Tag: Medicine

Colonoscopies: a sure way to save thousands of lives every year.

November 20, 2009 | By | 3 Replies More
Colonoscopies: a sure way to save thousands of lives every year.

Every year 50,000 Americans die of colon cancer or rectal cancer (combined, they are referred to as colorectal cancer). If Americans over 50 years of age (and those in other higher risk categories) were screened for colorectal cancer as recommended, 80% of these cancer deaths could be avoided.

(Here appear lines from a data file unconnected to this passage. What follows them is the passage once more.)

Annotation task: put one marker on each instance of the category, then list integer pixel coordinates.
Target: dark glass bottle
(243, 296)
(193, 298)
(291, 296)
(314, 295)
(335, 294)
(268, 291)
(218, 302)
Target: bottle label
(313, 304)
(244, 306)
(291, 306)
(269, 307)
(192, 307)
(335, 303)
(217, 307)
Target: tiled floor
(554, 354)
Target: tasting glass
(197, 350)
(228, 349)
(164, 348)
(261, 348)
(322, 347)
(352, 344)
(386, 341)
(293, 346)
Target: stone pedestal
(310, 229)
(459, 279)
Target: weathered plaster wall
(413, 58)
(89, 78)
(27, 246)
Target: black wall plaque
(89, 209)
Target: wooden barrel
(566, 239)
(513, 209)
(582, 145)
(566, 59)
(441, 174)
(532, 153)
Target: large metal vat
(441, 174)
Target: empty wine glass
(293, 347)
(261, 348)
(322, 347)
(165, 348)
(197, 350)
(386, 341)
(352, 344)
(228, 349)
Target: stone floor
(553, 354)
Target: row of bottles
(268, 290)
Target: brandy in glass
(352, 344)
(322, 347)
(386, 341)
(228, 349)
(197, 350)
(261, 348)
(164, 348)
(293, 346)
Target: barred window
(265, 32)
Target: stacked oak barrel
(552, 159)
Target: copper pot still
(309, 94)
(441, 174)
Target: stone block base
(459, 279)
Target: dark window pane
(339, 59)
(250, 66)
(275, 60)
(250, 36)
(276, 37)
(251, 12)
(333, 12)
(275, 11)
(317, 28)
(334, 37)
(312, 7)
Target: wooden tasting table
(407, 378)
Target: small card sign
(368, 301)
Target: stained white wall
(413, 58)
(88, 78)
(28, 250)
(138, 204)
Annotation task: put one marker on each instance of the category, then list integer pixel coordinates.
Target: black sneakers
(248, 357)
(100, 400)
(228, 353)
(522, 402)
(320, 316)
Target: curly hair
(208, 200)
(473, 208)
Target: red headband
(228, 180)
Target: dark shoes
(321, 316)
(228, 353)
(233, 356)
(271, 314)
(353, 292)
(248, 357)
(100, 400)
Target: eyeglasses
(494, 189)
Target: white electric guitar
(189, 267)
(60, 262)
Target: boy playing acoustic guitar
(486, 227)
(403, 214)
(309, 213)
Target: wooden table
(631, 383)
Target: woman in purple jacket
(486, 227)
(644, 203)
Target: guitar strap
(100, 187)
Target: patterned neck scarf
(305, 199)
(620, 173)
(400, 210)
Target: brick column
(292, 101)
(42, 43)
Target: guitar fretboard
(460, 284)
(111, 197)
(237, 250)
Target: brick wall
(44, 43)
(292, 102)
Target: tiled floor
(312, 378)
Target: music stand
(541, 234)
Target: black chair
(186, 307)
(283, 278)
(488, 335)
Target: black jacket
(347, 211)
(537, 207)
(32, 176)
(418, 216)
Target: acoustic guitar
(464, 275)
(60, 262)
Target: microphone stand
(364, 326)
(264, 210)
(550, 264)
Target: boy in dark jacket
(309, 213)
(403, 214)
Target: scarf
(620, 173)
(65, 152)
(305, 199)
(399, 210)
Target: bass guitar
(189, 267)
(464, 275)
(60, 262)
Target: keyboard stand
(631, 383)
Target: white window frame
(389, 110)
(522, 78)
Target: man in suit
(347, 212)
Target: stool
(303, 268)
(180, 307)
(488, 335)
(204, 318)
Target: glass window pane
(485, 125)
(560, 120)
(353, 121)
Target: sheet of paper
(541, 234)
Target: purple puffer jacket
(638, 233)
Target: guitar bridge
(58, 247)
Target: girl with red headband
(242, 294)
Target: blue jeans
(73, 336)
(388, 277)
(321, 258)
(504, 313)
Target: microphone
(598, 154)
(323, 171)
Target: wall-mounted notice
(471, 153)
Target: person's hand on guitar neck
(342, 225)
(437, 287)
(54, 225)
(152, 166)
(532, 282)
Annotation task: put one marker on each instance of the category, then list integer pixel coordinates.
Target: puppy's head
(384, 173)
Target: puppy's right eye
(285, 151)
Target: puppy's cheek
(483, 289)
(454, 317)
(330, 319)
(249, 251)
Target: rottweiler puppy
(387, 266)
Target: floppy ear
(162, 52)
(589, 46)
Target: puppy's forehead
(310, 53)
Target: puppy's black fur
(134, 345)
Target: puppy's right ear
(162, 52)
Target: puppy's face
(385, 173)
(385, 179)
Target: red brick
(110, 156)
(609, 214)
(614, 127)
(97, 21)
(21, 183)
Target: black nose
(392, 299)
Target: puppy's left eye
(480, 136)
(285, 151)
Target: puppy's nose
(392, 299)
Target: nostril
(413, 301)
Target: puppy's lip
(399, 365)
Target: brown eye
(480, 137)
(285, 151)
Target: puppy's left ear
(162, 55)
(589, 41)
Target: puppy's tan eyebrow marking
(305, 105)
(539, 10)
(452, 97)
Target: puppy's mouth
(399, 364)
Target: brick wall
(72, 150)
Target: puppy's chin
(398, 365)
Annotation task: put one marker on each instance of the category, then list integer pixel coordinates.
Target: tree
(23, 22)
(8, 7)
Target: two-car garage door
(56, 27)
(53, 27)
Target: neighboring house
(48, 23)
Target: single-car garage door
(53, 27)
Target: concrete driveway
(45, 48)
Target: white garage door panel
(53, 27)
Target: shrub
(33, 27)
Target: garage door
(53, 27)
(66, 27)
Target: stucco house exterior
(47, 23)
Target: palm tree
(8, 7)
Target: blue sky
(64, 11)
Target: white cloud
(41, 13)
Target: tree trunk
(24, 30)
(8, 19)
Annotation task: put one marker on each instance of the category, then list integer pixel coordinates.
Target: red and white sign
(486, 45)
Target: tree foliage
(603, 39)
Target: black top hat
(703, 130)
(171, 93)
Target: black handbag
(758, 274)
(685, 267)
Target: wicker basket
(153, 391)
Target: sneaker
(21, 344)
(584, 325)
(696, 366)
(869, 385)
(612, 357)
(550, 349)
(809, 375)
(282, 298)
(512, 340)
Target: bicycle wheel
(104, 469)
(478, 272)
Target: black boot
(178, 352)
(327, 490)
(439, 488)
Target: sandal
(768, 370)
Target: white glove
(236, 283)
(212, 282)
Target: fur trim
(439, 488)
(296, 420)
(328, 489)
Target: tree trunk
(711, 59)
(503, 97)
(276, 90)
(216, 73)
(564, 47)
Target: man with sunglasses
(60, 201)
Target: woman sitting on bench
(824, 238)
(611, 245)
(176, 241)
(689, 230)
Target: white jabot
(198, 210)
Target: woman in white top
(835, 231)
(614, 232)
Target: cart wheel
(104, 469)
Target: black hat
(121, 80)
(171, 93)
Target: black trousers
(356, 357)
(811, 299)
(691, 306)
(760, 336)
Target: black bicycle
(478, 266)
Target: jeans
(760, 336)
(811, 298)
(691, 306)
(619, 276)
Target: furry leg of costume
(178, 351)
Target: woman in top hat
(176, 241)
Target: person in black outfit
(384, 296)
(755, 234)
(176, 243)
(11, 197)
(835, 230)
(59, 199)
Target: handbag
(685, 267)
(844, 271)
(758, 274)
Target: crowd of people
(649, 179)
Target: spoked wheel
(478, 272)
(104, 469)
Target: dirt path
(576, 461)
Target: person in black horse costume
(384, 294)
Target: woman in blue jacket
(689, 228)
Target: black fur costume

These numbers are staggering. To put them in perspective, about 3,000 Americans died during the 9/11 attacks, which caused this country to become apoplectic to the point where it started an entirely needless war that is currently in its seventh year. Needlessly undiagnosed colon cancer takes the lives of more than ten times as many Americans as 9/11 every year. Needlessly undiagnosed colon cancer killed enough Americans over the past twelve months to fill an entire major league baseball stadium. So where is the “war on colon cancer?

My insurance company just send me a mailer reminding me of the importance of obtaining a colonoscopy, the gold standard for detecting and preventing colorectal cancer. The statistics are so stark that it would be irrational for anyone to not proceed with this procedure, even though going through with it are less than pleasant.

Given that I’m 53 and I’ve never had such a procedure, I signed up. I started looking for information on the internet and found this highly informative video introduced by Katie Couric and featuring Dr. Jon LaPook, a gastroenterologist, who undergoes a colonoscopy on camera to demonstrate both the preparation and the procedure. After viewing this video, the entire thing looks a lot less daunting.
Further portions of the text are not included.